A Man of Two Heritages (Review of Days of Obligation)
The Wall Street Journal , February 17, 1993
Richard Rodriguez is an American, Sacramento-born. Unlike the many immigrants, foreign and domestic, who people California, "I was born at the destination," he writes in Days of Obligation: An Argument with My Mexican Father (Viking, 230 pages, $21).
His parents were from Mexico, his uncle from India, his teacher-nuns from Ireland. But Richard Rodriguez, the boy, embraced California, the land of new beginnings. As a child in the 1950s, he writes, "I craved ALL-NEW and ALL-ELECTRIC, FREE MUGS, AND KOOL INSIDE and DOUBLE GREEN STAMPS, NO MONEY DOWN, WHILE-U-WAIT, ALL YOU CAN EAT. At a coffee shop -- open 24 hours, 365 days a year -- I approved the swipe of the waitress's rag which could erase history."

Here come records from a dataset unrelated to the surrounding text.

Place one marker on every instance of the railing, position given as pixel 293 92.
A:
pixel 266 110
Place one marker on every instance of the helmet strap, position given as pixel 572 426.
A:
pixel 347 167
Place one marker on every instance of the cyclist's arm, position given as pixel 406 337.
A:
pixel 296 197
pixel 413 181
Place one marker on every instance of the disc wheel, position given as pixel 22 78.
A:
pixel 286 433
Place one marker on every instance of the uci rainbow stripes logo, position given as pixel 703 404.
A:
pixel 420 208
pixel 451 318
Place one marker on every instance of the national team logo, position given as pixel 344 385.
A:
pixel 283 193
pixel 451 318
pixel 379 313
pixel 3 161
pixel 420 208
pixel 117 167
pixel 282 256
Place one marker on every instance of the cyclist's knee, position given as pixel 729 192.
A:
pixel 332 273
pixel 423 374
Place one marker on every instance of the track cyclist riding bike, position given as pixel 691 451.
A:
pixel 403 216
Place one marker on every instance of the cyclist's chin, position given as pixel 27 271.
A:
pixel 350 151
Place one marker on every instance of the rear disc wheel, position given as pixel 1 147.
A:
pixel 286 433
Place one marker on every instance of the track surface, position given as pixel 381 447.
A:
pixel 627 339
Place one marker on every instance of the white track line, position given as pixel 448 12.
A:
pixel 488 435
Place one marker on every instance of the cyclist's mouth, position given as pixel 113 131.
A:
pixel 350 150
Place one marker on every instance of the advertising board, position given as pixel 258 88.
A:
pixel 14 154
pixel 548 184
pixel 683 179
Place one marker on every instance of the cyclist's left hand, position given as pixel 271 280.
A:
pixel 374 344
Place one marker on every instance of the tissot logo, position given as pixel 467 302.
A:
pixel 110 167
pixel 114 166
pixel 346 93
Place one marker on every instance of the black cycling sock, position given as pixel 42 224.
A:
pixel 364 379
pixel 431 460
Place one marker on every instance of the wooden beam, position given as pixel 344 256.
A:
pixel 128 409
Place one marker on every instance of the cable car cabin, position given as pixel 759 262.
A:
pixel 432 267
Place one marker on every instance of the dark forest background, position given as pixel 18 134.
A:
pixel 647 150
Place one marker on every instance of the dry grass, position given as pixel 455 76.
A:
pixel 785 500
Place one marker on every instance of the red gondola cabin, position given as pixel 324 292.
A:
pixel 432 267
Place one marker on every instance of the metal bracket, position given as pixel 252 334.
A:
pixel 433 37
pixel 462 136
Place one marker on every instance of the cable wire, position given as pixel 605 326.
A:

Erasing the past is the California dream, a dream Mr. Rodriguez has abandoned at middle age. He has seen the new left destroy liberal ideals and AIDS destroy his friends' San Francisco paradise. And he has inherited his father's tragic sense of life: "My father remains Mexican in California. My father lives under the doctrine, under the very tree of Original Sin. Much in life is failure of compromise; like father, like son."

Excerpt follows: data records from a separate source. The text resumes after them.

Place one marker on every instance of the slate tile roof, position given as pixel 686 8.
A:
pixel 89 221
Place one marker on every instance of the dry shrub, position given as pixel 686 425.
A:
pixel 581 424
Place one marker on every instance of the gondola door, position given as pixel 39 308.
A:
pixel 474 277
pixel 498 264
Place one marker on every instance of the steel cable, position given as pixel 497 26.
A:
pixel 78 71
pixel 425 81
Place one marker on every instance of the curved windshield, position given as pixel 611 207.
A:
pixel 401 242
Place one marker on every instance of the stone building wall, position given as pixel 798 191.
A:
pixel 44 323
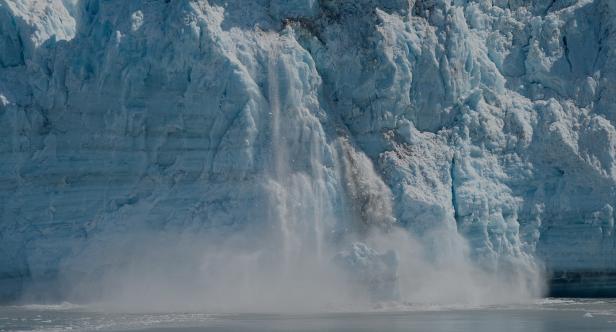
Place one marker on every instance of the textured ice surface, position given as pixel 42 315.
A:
pixel 487 120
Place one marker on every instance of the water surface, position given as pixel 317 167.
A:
pixel 554 315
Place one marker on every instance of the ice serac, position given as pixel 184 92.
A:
pixel 486 125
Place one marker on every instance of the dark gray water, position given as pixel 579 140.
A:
pixel 554 315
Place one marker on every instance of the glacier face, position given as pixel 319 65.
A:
pixel 489 122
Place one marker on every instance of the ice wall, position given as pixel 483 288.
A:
pixel 482 121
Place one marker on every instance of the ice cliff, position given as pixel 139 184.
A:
pixel 488 122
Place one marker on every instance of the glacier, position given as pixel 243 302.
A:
pixel 483 130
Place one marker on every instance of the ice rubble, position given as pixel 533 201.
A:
pixel 486 120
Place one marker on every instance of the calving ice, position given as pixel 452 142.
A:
pixel 274 155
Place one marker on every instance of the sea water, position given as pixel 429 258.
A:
pixel 555 315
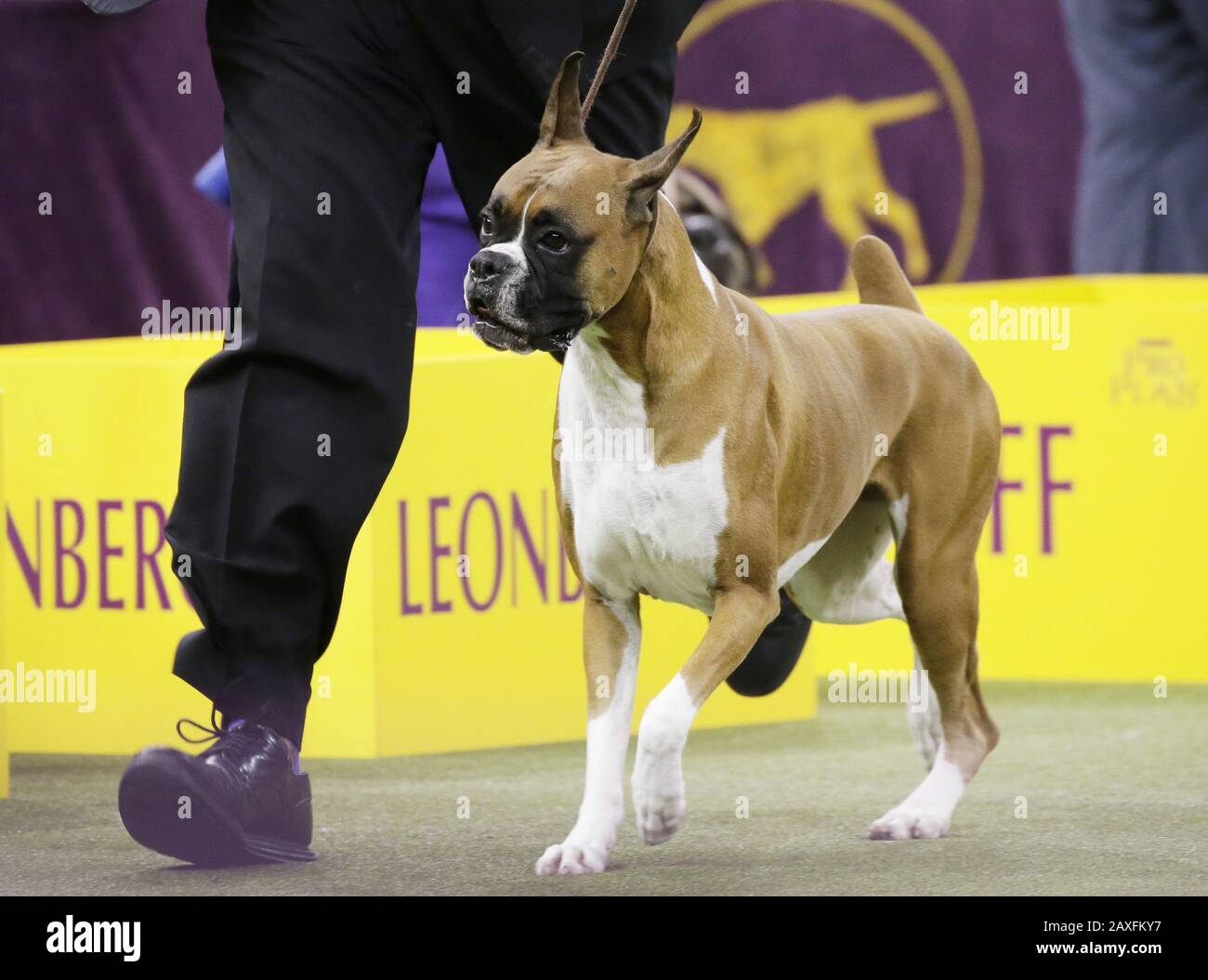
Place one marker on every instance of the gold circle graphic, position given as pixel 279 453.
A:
pixel 945 72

Mr. Rodriguez is known as a Mexican-American writer who rejects bilingualism and affirmative action. A decade ago, he was a promising literary critic who refused the academic life because universities wanted him to fill their quotas. His previous book, "Hunger of Memory," defended -- indeed urged -- the teaching of English to the children of immigrants.
With his passion for the common culture, Mr. Rodriguez is still no friend to the politically correct: "If I am a newcomer to your country, why teach me about my ancestors? ...Teach me about cowboys and Indians; I should know that tragedies created the country that will create me," he writes. And, later, he says: "Hispanics and Asians have become the convenient national excuse for the accomplishment of what America has always wanted done -- the severing of memory, the dismantlement of national culture. The end of history."
Mr. Rodriguez believes that America's Protestant fathers bequeathed to us an essential optimism -- a belief in the individual pilgrim's progress toward the future. Mexico, by contrast, inherited the Catholic culture of tragedy, community, history as repetition. Like most dichotomies, this one can't be taken too literally; the Puritans also believed in such tragic concepts as "total depravity" and "limited atonement." But as a cultural symbol, it captures some essential truths.
In these beautifully written but often elusive essays, Mr. Rodriguez seeks to reconcile his two heritages, without reaching a satisfactory conclusion: "I believe the best resolution to the debate between comedy and tragedy is irresolution." The result is a maddeningly ambivalent book, but one that is truer than a simple choice would produce. Life is not comedy or tragedy but both; it falls into that third Shakespearean category, history. California and Mexico, Protestant and Catholic, comedy and tragedy cannot remain apart.
From his nephew's blond hair and dark eyes to a mission church with an Arabic dome, Mr. Rodriguez sees cultural synthesis everywhere. When he looks in the mirror, he knows the Indians are not dead. It is an obvious insight, as plain as the nose on his face: The "Hispanic" writer is the descendant of Indians. "I take it as an Indian achievement that I am alive, that I am Catholic, that I speak English, that I am an American. My life began, it did not end, in the sixteenth century."
The future isn't multicultural, but all mixed up, he suggests, writing: "Mexico City is the capital of modernity, for in the sixteenth century, under the patronage of the Queen of Heaven, Mexico initiated the task of the twenty-first century -- the renewal of the old, the known world, through miscegenation."
Today, capitalism unites north and south, giving still impoverished Tijuana the comic optimism of Mr. Rodriguez's childhood Sacramento. Visiting a Tijuana supermarket, he writes: "Commercial is bigger, more crowded, happier -- more prodigiously stocked than any supermarket I have seen ...{T}here are ceiling-high pyramids of six-packs, eight-packs, econopacks, super-savers. Boxes of detergents and bags of metallic-looking candies and packages of toilet paper come in gigantic Mexican `family' sizes never seen in America. There are luxuries, conveniences, necessities -- everything. Everything!"
Despite his grown-up sense of limits, Mr. Rodriguez retains a measure of optimism. Writing recently in the Los Angeles city magazine Buzz, he foresaw a hopeful future for a Los Angeles that has shed its innocence: "If any American city can heal the racial division of America, if any city can teach us what a multicultural America will look like, I think L. A. will be that city."